Max has lived and worked for Oxfam in over 25 countries and helped lead Oxfam advocacy at the World Bank, IMF, G7 and G20. He was also a lead author of Oxfam’s recent ‘Climate Equality’ report on the link between inequality and climate breakdown.
Matti Kohohen
mANAGEMENT GROUP MEMBER

Matti Kohonen works at the Financial Transparency Coalition as the Executive Director, coordinating the activities of a coalition with 11 members in all regions of the world to fight financial secrecy and tax abuses and to support government spending towards realising human rights and sustainable development.

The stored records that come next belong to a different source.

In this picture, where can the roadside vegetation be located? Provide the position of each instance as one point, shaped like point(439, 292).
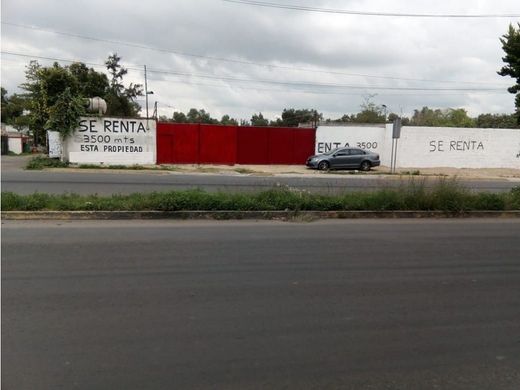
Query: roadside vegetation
point(446, 195)
point(42, 162)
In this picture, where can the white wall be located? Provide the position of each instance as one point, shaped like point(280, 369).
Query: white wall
point(430, 147)
point(112, 141)
point(372, 138)
point(424, 147)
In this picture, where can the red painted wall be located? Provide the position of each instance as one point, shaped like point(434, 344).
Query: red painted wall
point(216, 144)
point(252, 145)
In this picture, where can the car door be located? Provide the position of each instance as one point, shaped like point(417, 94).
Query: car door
point(356, 158)
point(339, 159)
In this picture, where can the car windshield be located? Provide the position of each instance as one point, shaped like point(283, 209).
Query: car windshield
point(332, 151)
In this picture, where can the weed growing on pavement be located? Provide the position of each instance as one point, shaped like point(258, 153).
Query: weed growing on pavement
point(445, 195)
point(41, 162)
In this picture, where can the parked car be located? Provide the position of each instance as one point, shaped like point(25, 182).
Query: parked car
point(344, 158)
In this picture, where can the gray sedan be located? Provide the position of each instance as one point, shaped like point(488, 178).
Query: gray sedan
point(344, 158)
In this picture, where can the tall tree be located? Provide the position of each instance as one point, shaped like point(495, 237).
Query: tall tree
point(370, 113)
point(511, 46)
point(227, 120)
point(120, 99)
point(46, 87)
point(293, 117)
point(259, 120)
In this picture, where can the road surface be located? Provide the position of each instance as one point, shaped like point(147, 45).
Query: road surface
point(247, 305)
point(113, 181)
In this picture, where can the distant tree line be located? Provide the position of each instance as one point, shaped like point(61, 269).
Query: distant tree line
point(369, 114)
point(54, 98)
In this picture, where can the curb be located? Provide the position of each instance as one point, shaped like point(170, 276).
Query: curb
point(223, 215)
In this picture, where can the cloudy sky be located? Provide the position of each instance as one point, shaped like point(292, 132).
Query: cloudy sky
point(237, 59)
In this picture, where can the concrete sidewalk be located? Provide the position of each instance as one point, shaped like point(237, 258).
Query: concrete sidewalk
point(13, 163)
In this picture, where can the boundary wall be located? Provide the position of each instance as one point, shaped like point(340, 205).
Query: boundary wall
point(429, 147)
point(185, 143)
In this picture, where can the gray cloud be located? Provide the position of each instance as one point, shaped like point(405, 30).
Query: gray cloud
point(451, 50)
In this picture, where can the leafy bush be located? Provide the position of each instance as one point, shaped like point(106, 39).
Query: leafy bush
point(41, 162)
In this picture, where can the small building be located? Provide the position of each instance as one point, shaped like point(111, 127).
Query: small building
point(13, 140)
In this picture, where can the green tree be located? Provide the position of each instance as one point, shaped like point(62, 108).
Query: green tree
point(200, 116)
point(12, 108)
point(259, 120)
point(120, 99)
point(45, 87)
point(451, 117)
point(292, 117)
point(511, 46)
point(179, 117)
point(226, 120)
point(497, 121)
point(427, 117)
point(370, 113)
point(91, 83)
point(458, 117)
point(65, 113)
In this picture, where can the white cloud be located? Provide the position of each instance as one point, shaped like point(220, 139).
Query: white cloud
point(462, 51)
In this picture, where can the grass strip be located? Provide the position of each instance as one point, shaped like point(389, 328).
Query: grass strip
point(446, 195)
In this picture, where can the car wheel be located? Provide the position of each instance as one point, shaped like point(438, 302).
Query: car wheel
point(365, 166)
point(323, 166)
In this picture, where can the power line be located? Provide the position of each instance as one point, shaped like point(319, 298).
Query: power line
point(241, 62)
point(291, 83)
point(366, 13)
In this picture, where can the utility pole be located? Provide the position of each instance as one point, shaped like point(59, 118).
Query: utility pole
point(146, 90)
point(146, 93)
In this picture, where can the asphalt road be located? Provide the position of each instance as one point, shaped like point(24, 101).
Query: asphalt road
point(110, 182)
point(406, 304)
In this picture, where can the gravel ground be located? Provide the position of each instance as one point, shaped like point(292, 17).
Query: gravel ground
point(19, 162)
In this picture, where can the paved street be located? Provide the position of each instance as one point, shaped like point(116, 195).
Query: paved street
point(15, 179)
point(364, 304)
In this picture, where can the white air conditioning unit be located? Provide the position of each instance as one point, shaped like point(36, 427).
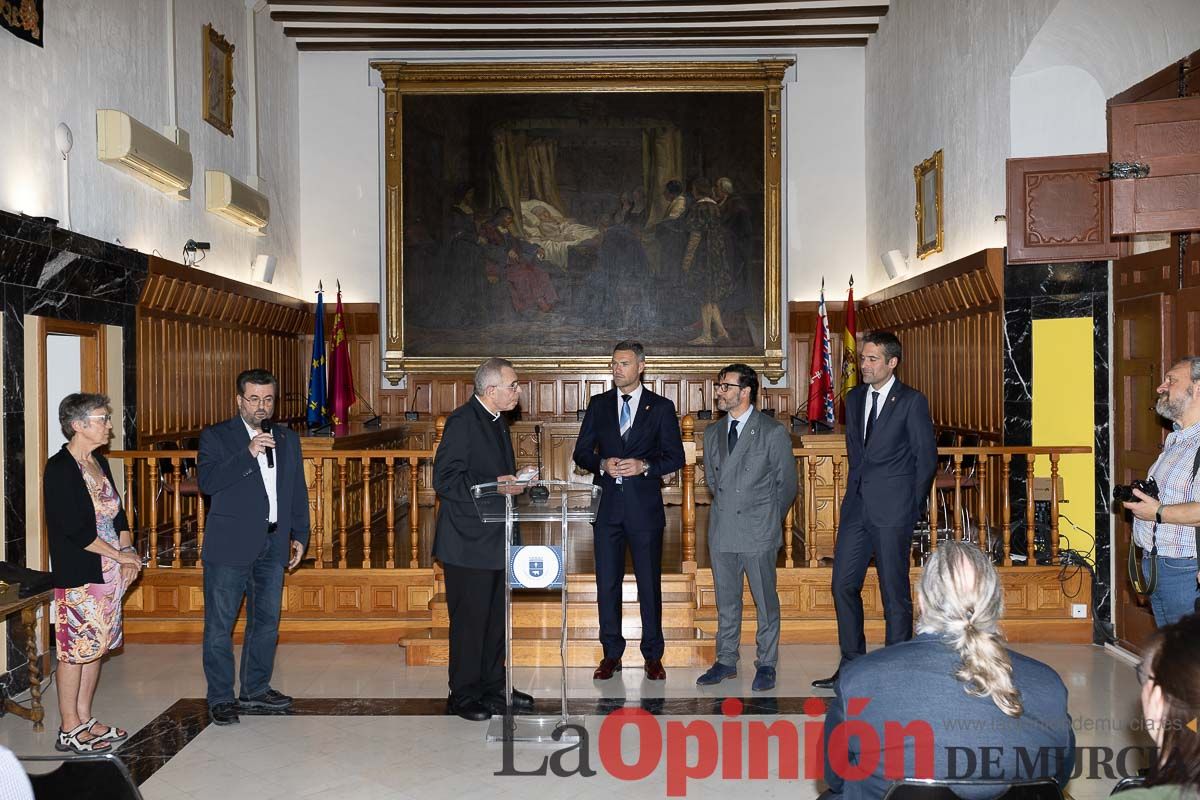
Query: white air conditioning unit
point(227, 197)
point(131, 146)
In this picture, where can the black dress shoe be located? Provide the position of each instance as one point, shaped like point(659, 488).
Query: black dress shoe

He holds a PhD in Sociology from the London School of Economics and Political Science, on how we should think of value creation beyond profit and GDP. He has worked for 20 years also on the impact of financial and tax policies on developing countries and populations and is a founding member of the Tax Justice Network, and more recently the Rights-Based Economy group which seeks to bring human rights tools in shaping economic policy and practice.
He has also been actively involved in the Financing for Development (FfD) process at the UN, ensuring that development finance overall represents the interests of people in the global South, working with stakeholders to strengthen follow-up at the UN FfD Forum, the UN Tax Committee, and via the UN Human Rights Rapporteurs to strengthen their work on development finance
Mike Podmore
MANAGEMENT GROUP MEMBER

Mike has over two decades of experience in securing policy and funding impact on HIV, health and human rights at global, regional and national levels.
Since 2015, he has been CEO of STOPAIDS, the network of all UK NGOs working on the global HIV response.
Mike is a trustee of Stamp Out Poverty and WACI Health; a Steering Committee member of Action For Global Health UK; and a co-founder of the Digital Health Rights Project and the Inclusive Global Health Institutions Project. Mike led STOPAIDS to became the first charity in the UK to introduce the 4-day week in 2019.